点粮票似乎成了我一个习惯,闲了点粮票,睡觉前先点粮票,点完然后向枕头下压上一半,身上装上一半。然后才去看书,怕装到身上丢了,我们住的是农户家里,一个队一住,也不怕粮票放到房子丢失。
这时我不由得记起了刚从学校回来在队上参加劳动时,听到有人开玩笑地说:“瓜民工,爱睡觉,睡不着了点粮票。” 这才真正体现了这句话的涵意。
那是一个初秋,几天阴雨过后,天放晴了,太阳火辣辣地照着大地,不远处杂草、枣子里的蚂蚱欢快地叫着,那知了、纺线虫也好像比赛似的,凑响了一曲曲悦耳动听的歌。
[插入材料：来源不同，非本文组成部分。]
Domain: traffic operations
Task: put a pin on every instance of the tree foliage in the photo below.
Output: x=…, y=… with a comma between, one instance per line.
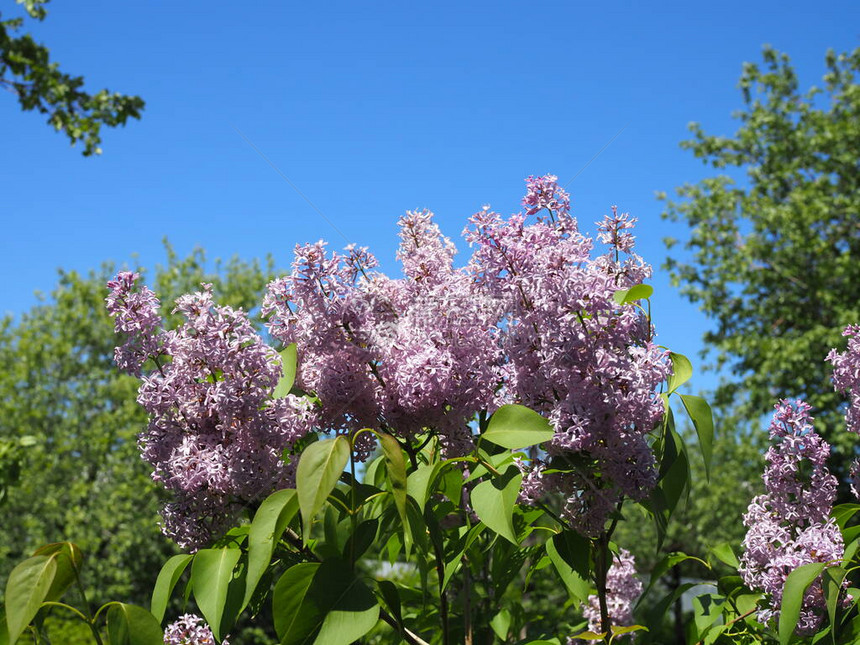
x=27, y=71
x=774, y=251
x=69, y=421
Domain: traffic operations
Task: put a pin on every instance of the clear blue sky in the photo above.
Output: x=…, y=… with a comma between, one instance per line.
x=374, y=108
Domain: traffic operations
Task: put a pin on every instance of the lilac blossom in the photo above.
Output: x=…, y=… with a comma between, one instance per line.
x=190, y=629
x=214, y=437
x=531, y=319
x=402, y=355
x=622, y=589
x=136, y=315
x=788, y=526
x=846, y=379
x=572, y=353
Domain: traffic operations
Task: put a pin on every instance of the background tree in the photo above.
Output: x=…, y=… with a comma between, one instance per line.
x=774, y=252
x=81, y=476
x=27, y=71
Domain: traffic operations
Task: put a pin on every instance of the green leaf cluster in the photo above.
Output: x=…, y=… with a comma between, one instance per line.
x=27, y=70
x=773, y=255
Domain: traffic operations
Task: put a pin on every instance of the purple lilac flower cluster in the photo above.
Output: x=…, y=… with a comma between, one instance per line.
x=571, y=352
x=214, y=437
x=788, y=526
x=622, y=589
x=530, y=319
x=190, y=629
x=846, y=379
x=395, y=354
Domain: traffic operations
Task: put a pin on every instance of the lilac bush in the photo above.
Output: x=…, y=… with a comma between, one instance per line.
x=572, y=353
x=531, y=319
x=399, y=355
x=215, y=437
x=622, y=590
x=789, y=525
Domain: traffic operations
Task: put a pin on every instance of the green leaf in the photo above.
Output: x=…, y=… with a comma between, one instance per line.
x=627, y=629
x=395, y=467
x=389, y=593
x=707, y=609
x=494, y=501
x=792, y=597
x=844, y=512
x=289, y=361
x=674, y=470
x=726, y=555
x=501, y=623
x=320, y=467
x=516, y=426
x=634, y=293
x=326, y=602
x=360, y=541
x=133, y=625
x=295, y=617
x=211, y=574
x=166, y=582
x=666, y=563
x=832, y=580
x=703, y=419
x=419, y=484
x=568, y=552
x=682, y=371
x=270, y=520
x=27, y=588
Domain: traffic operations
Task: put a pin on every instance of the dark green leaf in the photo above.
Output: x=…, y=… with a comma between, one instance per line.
x=320, y=467
x=27, y=588
x=516, y=426
x=166, y=582
x=395, y=467
x=703, y=419
x=682, y=371
x=327, y=603
x=212, y=572
x=289, y=361
x=494, y=501
x=69, y=560
x=567, y=560
x=637, y=292
x=270, y=521
x=792, y=597
x=133, y=625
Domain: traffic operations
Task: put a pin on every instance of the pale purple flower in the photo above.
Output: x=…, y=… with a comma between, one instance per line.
x=545, y=193
x=573, y=354
x=846, y=375
x=215, y=437
x=402, y=355
x=135, y=313
x=789, y=526
x=622, y=590
x=190, y=629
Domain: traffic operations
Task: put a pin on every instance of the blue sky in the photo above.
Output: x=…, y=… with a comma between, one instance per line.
x=372, y=109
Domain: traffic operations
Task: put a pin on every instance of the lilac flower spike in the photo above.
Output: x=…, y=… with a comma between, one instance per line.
x=215, y=437
x=622, y=590
x=846, y=379
x=789, y=526
x=136, y=315
x=190, y=629
x=573, y=354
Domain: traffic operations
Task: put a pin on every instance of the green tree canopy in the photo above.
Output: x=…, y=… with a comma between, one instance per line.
x=26, y=69
x=773, y=256
x=81, y=476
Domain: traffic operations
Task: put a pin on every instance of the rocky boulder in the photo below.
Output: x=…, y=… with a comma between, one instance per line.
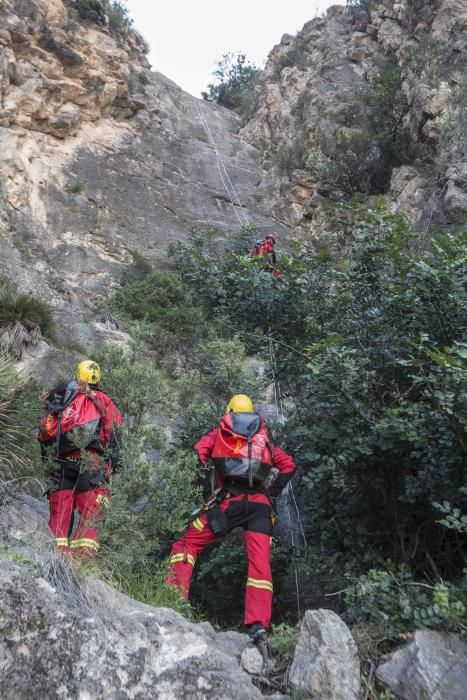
x=91, y=641
x=325, y=664
x=80, y=638
x=433, y=665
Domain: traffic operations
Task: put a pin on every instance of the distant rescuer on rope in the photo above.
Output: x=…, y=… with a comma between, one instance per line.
x=265, y=248
x=249, y=469
x=79, y=418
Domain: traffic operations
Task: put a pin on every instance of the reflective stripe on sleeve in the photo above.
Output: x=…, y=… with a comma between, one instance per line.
x=198, y=524
x=84, y=542
x=190, y=559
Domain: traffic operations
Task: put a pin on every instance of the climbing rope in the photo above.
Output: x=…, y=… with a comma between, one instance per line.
x=280, y=417
x=229, y=187
x=289, y=491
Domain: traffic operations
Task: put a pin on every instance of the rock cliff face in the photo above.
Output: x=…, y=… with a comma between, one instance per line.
x=102, y=158
x=64, y=638
x=312, y=96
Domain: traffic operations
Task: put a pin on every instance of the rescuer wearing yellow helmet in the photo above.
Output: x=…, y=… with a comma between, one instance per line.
x=79, y=418
x=249, y=469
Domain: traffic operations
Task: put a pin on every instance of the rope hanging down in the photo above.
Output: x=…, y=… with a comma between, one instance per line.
x=289, y=491
x=223, y=173
x=238, y=207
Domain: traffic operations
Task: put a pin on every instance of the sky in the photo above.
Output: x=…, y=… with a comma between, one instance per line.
x=188, y=38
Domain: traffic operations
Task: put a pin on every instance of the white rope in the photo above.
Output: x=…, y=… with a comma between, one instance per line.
x=220, y=162
x=223, y=173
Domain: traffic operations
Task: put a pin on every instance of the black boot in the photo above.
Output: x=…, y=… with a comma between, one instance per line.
x=257, y=633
那天,工地干不成活了,我闲着无事,端着盆子,拿着几件衣服向指挥部自制的水龙头走去,想洗几件衣服。
当我洗完衣服,正准备向晾晒衣服的铁丝走去,突然发现龙头旁有两沓饭票,我大吃一惊,心想这可能是谁刚洗衣服或洗碗时放下的忘了,我拿起来,大概粗粗一点,最其码最少有二十斤左右。
我把衣服搭在长长的铁丝上,铁丝那头,也搭着不知谁洗的几件衣服,大院内,空无一人,只有一溜石棉瓦房坐落在院子中间,显得荒凉,我知道这里除过灶房,就是连队放工具的仓库。
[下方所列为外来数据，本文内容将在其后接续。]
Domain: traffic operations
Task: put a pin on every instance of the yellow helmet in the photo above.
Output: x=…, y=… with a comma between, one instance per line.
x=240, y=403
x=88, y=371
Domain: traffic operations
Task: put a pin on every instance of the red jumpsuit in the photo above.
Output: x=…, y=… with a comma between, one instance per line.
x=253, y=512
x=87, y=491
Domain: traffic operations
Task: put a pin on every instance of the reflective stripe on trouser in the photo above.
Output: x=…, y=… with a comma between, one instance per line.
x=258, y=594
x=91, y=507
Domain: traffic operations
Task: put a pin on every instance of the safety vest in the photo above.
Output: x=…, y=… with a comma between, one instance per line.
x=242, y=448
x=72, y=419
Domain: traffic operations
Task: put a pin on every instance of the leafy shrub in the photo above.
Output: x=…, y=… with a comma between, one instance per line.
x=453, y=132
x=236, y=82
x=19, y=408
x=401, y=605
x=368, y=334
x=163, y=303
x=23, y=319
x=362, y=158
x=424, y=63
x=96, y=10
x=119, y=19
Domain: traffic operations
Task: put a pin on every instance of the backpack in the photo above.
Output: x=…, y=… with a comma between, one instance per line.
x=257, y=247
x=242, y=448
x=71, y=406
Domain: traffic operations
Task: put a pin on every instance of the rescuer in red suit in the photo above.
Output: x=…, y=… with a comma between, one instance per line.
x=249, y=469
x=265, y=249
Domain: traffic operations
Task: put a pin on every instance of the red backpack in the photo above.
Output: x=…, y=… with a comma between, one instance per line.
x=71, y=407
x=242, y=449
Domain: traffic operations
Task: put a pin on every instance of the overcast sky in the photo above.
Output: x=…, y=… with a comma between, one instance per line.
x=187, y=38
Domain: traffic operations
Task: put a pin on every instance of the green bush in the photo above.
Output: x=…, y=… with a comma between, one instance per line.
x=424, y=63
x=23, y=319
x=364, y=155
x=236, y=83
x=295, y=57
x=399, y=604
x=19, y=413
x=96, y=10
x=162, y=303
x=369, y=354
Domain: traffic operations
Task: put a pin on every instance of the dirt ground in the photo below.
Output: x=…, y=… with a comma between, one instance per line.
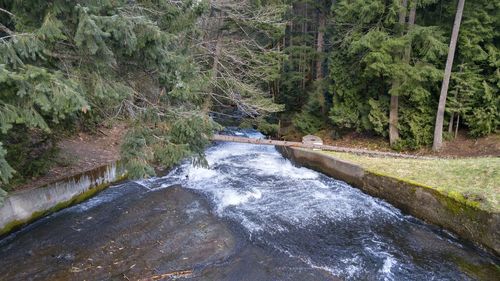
x=87, y=151
x=462, y=146
x=80, y=153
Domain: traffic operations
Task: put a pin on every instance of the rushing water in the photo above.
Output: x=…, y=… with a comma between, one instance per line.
x=298, y=224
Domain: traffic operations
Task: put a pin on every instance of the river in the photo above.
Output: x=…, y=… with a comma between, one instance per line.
x=250, y=215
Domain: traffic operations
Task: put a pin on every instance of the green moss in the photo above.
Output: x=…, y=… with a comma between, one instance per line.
x=470, y=181
x=61, y=205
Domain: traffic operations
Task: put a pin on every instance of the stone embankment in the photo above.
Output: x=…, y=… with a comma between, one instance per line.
x=24, y=206
x=469, y=222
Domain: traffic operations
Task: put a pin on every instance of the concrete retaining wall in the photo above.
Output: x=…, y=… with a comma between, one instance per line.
x=25, y=206
x=469, y=222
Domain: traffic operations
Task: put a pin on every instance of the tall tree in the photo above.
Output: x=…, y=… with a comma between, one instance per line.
x=438, y=130
x=394, y=104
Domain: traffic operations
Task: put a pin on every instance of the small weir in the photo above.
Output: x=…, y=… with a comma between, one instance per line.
x=250, y=215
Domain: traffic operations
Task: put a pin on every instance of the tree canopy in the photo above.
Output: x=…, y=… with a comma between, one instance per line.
x=175, y=71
现在天刚放晴,干不成活了,人们都在各自的房子,三五成群的打扑克、挖坑、丢方、下棋,谝闲传。
等着、等着,时间分分秒秒过去了,还没有人走过来,远远望去,大坝上三三两两的人,在那泥泞的大坝上指着划着说着,院子树上一对鸟儿,也不知欢快喳喳喳的叫着什么。
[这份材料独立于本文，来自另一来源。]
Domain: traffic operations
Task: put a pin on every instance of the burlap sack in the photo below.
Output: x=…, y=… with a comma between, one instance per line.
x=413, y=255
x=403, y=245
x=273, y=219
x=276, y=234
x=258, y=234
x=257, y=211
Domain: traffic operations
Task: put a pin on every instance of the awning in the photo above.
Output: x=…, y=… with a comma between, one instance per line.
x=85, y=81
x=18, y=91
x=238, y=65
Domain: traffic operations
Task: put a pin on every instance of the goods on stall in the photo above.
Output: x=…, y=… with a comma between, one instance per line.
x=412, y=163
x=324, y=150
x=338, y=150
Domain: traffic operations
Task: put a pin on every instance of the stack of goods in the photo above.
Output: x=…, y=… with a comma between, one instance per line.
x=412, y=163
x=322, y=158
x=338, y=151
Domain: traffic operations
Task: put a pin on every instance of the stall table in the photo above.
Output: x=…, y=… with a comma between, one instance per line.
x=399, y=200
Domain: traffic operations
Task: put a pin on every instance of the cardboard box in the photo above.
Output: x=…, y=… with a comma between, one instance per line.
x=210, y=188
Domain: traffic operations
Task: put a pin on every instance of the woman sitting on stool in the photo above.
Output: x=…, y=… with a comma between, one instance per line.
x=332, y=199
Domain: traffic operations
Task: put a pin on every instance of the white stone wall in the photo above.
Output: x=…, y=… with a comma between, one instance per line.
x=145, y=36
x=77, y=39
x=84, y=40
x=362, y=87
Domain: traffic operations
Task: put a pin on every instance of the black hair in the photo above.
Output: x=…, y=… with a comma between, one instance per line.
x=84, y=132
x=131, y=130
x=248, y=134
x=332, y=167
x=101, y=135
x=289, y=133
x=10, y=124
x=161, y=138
我想想我昨晚点的粮票,最多再能吃三天时间,给自己留下吧?不行,那成了啥人了,我心里想到,坚决不能这样做。
这时,从不远处走过来一个人,我细细一看,原来就是给我发粮票的管理员,我忙赶过去,把粮票交给他,我俩对面一点,杂粮十五斤,细粮十八斤。
交给管理员,像做了一件大好事,欢快地跑回了住处。
我那三十斤粮票吃完了,我找到管理员,通过那次我拾粮票的事,他更认识我了,夸奖我,并给连队队长和指导员说了,他们还在开会时表扬了我。这次管理员二话没说,就给我领了四十斤粮票,比上次还多了十斤。那十斤,全部是细粮,我高兴极了,他还告诉我,失主找到了,原来那失主也是洗衣服的,怕把粮票湿水了,放到那里忘了。
那段时间修渠忙,上面抓得紧,全县近千人劳动在大坝上,拉土垫渠,白天干一天,晚上还要加两个小时的班,我累坏了,晚上一回来倒头就睡,那有功夫再数粮票,心想吃多少算多少,何况每天队上还补助半斤粮。我也想通了,放开吃,加之一天到晚拉架子车,活也吃力。我也想好了退路,如果下次管理员不给领饭票,我也就卷铺盖回去了。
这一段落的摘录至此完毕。